Andrea Éva Győri’s in Art Agenda Review

Text by Vivian Sky Rehberg

Two weeks into my home confinement, the New York City health department advised that, during the Covid-19 outbreak, “you are your safest sex partner.” A few days later, the New York Times ran a feature on nonagenarian sex educator and artist Betty Dodson, author of Sex for One: The Joy of Loving (1987).1 It therefore felt fitting that my first expedition, when I hauled myself away from the news, should be a visit to Wilfried Lentz’s new Rotterdam gallery to see “Bold Head with Tongue,” an exhibition of paintings and drawings by Andrea Éva Győri, who has spent a number of years studying and depicting female masturbation, fantasies, and orgasm.

 

“Bold Head with Tongue” draws on themes of female desire which have long preoccupied Győri.
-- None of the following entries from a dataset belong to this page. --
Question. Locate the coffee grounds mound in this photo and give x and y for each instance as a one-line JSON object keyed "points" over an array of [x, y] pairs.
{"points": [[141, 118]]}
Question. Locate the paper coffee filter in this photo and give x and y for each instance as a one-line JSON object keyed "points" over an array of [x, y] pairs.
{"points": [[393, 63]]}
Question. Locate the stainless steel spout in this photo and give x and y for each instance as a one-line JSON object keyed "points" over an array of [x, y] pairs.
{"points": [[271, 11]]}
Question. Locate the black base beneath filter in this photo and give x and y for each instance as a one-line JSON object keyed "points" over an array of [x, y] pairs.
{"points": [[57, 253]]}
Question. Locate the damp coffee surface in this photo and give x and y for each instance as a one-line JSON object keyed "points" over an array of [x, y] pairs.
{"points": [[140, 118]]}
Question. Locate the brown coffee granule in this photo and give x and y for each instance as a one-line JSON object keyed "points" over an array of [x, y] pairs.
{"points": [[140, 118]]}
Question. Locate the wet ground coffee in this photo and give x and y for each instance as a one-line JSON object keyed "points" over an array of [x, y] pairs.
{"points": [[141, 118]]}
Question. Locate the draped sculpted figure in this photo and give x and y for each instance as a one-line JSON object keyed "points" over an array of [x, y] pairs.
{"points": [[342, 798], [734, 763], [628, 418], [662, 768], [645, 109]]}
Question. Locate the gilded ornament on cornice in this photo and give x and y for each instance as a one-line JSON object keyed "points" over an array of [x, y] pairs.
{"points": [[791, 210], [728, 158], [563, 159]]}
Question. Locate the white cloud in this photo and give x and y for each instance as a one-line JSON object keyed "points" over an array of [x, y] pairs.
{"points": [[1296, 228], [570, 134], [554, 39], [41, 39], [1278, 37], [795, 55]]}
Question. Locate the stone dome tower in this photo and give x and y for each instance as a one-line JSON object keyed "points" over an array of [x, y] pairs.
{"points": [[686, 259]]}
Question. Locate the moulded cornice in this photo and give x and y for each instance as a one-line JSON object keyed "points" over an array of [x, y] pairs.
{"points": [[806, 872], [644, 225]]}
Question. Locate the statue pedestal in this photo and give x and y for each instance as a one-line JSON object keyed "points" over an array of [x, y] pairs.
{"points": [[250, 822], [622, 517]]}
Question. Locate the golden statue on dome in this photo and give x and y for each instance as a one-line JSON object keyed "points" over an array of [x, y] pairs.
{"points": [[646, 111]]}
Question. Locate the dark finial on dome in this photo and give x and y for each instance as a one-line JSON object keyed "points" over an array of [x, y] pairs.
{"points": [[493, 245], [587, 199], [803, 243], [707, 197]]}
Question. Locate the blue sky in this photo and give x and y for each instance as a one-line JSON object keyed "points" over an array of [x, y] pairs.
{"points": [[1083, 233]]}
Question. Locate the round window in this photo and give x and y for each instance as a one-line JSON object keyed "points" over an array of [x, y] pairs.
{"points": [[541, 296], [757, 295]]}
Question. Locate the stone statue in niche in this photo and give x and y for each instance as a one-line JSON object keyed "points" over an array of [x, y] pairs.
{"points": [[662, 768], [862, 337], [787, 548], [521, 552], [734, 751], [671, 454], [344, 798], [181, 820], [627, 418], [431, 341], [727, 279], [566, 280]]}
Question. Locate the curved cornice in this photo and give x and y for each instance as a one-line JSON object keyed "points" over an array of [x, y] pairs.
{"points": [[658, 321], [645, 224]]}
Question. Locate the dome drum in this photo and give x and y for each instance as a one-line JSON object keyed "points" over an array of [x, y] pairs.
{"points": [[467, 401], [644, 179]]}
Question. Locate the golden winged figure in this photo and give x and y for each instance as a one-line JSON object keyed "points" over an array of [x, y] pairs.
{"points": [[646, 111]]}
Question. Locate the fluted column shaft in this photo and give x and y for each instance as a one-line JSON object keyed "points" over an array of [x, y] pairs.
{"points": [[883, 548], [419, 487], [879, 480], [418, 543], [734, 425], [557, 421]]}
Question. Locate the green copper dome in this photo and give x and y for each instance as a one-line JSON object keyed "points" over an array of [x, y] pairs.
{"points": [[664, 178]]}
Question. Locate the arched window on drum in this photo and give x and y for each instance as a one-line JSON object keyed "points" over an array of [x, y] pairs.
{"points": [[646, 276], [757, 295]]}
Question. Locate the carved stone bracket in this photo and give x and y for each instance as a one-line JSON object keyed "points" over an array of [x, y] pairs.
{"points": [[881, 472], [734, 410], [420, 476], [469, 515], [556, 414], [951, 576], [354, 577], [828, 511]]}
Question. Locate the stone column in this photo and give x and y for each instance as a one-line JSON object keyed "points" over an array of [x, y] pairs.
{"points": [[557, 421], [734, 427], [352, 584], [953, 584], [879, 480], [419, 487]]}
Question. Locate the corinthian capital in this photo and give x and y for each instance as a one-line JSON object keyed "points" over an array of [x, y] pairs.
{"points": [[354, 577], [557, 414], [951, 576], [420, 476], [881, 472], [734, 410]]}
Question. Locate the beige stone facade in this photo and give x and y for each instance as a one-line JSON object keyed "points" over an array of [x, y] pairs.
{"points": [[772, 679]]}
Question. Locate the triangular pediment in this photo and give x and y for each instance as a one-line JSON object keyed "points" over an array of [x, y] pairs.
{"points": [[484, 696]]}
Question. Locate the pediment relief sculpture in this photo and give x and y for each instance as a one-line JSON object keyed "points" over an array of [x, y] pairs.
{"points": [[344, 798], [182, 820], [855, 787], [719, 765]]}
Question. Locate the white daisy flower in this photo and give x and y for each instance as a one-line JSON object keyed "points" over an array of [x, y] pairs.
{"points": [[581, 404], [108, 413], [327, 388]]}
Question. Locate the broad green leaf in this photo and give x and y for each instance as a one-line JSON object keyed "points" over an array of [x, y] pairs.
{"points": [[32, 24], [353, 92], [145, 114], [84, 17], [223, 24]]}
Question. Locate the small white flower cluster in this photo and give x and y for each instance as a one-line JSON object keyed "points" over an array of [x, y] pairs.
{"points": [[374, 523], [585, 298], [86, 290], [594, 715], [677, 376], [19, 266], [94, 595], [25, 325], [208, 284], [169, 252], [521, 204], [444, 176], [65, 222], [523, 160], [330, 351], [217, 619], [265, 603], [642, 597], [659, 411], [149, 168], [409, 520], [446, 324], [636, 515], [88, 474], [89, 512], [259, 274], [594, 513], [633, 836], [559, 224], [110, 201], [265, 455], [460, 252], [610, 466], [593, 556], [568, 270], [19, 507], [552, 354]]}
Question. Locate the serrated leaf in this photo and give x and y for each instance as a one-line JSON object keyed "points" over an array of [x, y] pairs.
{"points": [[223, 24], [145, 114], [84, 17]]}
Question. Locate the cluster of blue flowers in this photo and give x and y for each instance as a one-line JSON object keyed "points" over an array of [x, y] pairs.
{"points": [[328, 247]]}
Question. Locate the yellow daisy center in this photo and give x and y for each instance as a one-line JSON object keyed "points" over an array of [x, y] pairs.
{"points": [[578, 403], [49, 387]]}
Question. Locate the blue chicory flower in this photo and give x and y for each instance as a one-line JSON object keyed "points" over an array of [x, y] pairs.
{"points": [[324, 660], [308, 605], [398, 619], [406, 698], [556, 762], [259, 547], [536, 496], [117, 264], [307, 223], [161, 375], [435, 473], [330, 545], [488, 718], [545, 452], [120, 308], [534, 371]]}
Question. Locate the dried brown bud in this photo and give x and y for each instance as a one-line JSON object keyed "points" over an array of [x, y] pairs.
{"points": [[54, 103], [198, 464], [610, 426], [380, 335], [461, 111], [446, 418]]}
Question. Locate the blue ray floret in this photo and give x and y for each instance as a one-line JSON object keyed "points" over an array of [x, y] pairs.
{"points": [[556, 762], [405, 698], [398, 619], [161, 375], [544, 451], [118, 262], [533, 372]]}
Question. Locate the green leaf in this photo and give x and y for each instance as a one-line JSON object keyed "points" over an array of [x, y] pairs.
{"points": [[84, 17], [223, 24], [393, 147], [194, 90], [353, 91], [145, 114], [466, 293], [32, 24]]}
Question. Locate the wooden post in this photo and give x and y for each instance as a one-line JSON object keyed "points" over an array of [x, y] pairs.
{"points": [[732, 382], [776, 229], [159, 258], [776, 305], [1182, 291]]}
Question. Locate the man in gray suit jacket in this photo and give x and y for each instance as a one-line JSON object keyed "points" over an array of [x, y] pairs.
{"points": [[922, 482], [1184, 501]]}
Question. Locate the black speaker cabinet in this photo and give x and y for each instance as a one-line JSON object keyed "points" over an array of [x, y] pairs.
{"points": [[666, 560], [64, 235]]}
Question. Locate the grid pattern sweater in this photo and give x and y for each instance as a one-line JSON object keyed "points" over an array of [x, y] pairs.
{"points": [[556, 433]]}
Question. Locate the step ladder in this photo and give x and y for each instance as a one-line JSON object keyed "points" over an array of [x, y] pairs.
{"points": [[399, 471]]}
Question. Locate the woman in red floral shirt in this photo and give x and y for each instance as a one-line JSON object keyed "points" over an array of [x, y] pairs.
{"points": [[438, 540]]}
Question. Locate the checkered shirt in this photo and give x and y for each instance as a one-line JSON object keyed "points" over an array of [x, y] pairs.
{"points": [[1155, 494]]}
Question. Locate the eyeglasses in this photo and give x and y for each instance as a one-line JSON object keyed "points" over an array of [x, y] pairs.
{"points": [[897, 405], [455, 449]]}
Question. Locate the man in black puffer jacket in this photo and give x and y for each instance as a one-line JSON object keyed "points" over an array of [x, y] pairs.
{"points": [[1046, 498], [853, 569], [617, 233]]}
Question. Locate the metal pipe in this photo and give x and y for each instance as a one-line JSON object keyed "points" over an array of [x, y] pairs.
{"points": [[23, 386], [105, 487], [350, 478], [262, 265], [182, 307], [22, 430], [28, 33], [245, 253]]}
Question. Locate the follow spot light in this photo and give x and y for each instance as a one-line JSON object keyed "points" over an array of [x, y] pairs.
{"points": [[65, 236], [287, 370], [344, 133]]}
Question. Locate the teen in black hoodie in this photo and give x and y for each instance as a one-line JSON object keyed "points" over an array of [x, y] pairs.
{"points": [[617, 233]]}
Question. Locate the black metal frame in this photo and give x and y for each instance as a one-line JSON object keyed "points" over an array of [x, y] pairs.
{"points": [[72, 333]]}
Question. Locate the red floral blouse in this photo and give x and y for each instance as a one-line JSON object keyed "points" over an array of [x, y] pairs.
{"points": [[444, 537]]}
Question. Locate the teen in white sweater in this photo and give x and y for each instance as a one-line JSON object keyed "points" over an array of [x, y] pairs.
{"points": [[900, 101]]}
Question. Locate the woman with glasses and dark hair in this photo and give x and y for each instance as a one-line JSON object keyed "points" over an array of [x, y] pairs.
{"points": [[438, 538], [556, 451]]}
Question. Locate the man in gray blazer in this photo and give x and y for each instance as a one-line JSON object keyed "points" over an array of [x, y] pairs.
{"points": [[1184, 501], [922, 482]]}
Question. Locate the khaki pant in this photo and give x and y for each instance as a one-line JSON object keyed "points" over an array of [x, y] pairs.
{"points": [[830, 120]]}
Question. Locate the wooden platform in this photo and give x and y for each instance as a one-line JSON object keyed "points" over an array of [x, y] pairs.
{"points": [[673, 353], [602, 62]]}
For Manifesta 11, hosted by Zürich in 2016 and entitled “What People do for Money,” Győri, like all the participants, paired up with a local professional from outside the contemporary art world. She worked for five months with a clinical psychologist/sexologist, participated in a practical masturbation course, and later held private sessions in which she drew women masturbating. In addition to exhibiting her drawings, Győri published her research in a weighty artist’s book titled Vibration Highway (2018).2

 

Although Győri describes her process in terms of consent, mutual trust, intimacy, and pleasure, it was hard not to recall the signaling color of a very different sort of sex-trade when I stepped into the scarlet-carpeted exhibition space, located on the ground floor of a house in Rotterdam’s former red-light district. Inside, however, I discovered an immaculate display that chastely asserted “art gallery,” not “boudoir.” “Bold Head with Tongue” comprises a modest grouping of exuberantly colored and sketched paintings and drawings that lean and lie atop chest-high pedestals as white as bleached and sun-dried bed linens. A palette of juicy yellows, reds, oranges, and blues is tempered by the crisp, clinical light of a neon ceiling fixture. Licking, rather than penetration, dominates the sexual fantasies represented in the energetic paintings that line the gallery’s only room. In Licking Expedition, Burning Tongue Issue, Evil Tongue Mechanism, and Lick your Finger After (all works 2019) identical humanoids play with themselves and each other, causing peachy paint to ebb, flow, and puddle in rouged erogenous heads, bottoms, labia, and fingertips.

 

The exhibition’s tidy, formal arrangement contrasts with the lustful chaos of licking tongues, probing fingertips, and splayed legs running rampant in the works. This disjunct calls attention to a mind-body dualism Győri questions in her ongoing research into the mind’s role in orgasm. Győri has immersed herself in an entangled libidinal economy of desire, pleasure, and commerce, setting herself in the company of predecessors Carol Rama, Judith Bernstein, and Dorothea Iannone. The fact that this economy turns on power is made explicit in captions penciled on some of Győri’s loose and expressive drawings, as in the series of works all individually titled Lick Your Finger After, which illustrates a trio of bald (bold) red humanoid figures coming together with frenzied hands and tongues. “AAAAAAAAHHHHH,” moans a caption, while another commands “Don’t move baby, lick yourself!!!”

 

While these drawings stem from Győri’s imagination, Loving Domination Portrait is sketched from life, and shows scenes of a woman spanking and massaging another woman’s behind. Győri denies that her life-drawing practice (the term she favors over “work”) is voyeuristic, which is a peculiar claim given the overwhelming presence of visual pleasure in her production (and in my appreciation of it). She compares the gaze of being watched while drawing to her own when watching her subjects’ ménages à moi, both of which tend to be private activities. I’m all for being rid of outdated gender binaries, which have overdetermined conceptions of the gaze: Győri’s portrayal of fantasmatic and observed psychosexual dynamics compellingly interrogates that power-play. When she records (and exhibits) a “girls’ night in,” however, it’s still worth asking whose erotic fantasies are being projected onto whom, and for whose consumption.